On remarque d'entrée de jeu ses fascinants totems de papier, enracinés dans des miroirs portant à réflexion à plus d'un niveau. Ne serait-ce que parce qu'ils sont refermés à l'aide de petits morceaux de bois (pour rappeler les aiguilles d'un porc-épic?) ou de grosse corde parfois teinte de rouge (des points de suture?). Ces totems résonnent ainsi, et fort, comme autant de rappels à la terre et à l'esprit des Premiers Peuples, voire aux populations ethniques de l'île de la Réunion, d'où l'artiste est originaire.

Ces mâts ressemblent par ailleurs à des troncs de bouleaux blancs. Ils résultent d'un moulage en coton sur lesquels les foisonnantes photolithographies de l'artiste dessinent des ramures complexes, renvoyant à l'arbre et ses branches, à l'hiver (certaines images évoquent des flocons de neige), ou encore à des visages, des masques et des paysages étonnants. Ici et là, une invitation à «penser différemment» se décline en plusieurs langues; des formes faisant penser à des racines ou au travail des insectes et vers marquent l'«écorce», les mots et motifs étant «gravés» par une technique de gaufrage du coton.

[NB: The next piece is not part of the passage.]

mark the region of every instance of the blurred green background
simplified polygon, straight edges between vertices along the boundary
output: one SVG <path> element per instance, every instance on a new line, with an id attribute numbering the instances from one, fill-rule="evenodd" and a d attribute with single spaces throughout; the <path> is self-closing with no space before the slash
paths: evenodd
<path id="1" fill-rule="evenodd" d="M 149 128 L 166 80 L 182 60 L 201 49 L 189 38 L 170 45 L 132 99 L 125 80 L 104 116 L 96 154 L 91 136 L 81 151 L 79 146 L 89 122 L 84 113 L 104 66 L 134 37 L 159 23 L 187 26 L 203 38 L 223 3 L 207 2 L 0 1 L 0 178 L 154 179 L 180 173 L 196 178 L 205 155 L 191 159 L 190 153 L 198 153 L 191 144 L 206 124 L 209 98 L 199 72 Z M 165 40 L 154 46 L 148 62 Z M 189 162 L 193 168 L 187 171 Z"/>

Puis, le visiteur s'attardera aux autres pièces, accrochées aux murs. Et c'est à ce moment-là, en plongeant le regard dans les photolithographies de Michel Gautier, que le public prendra pleinement conscience de son processus de création, qu'il réalisera comment elles sont travaillées par ordinateur pour composer toutes ces symétries par des effets de miroir vertical et horizontal. Ces impressions numériques, dont le résultat est digne du travail en dentelle du papier ou du théâtre d'ombre, sont ensuite montées sur noyer, chêne, bois d'eucalyptus fumé ou sur du papier coton fait main, par exemple. 

Au final, on a l'impression d'entrevoir tantôt une peau d'ours, tantôt un masque; ou la conviction d'avoir capté de l'oeil tantôt le regard d'un Petit Prince, tantôt la présence d'un Ange aux bretelles.

Certaines des oeuvres grand format s'avèrent particulièrement spectaculaires, comme L'arbre de vie, dont les personnages dansent sur fond de coton de T-shirts recyclés, et la magnifique gravure en creux La Danse verticale. D'autres sont empreintes d'une poésie riche, délicate et puissante à la fois. C'est le cas notamment de Dix mille et une nuits... «constellées de nous-même», peut-on y lire, et qui reprend l'idée du totem par ses 168 cm de hauteur et 81 cm de largeur.

Quelques oeuvres incorporent aussi de l'éclairage LED ; elles sont soient montées sur des pieds de lampes ou suspendues tel un globe terrestre... cubique.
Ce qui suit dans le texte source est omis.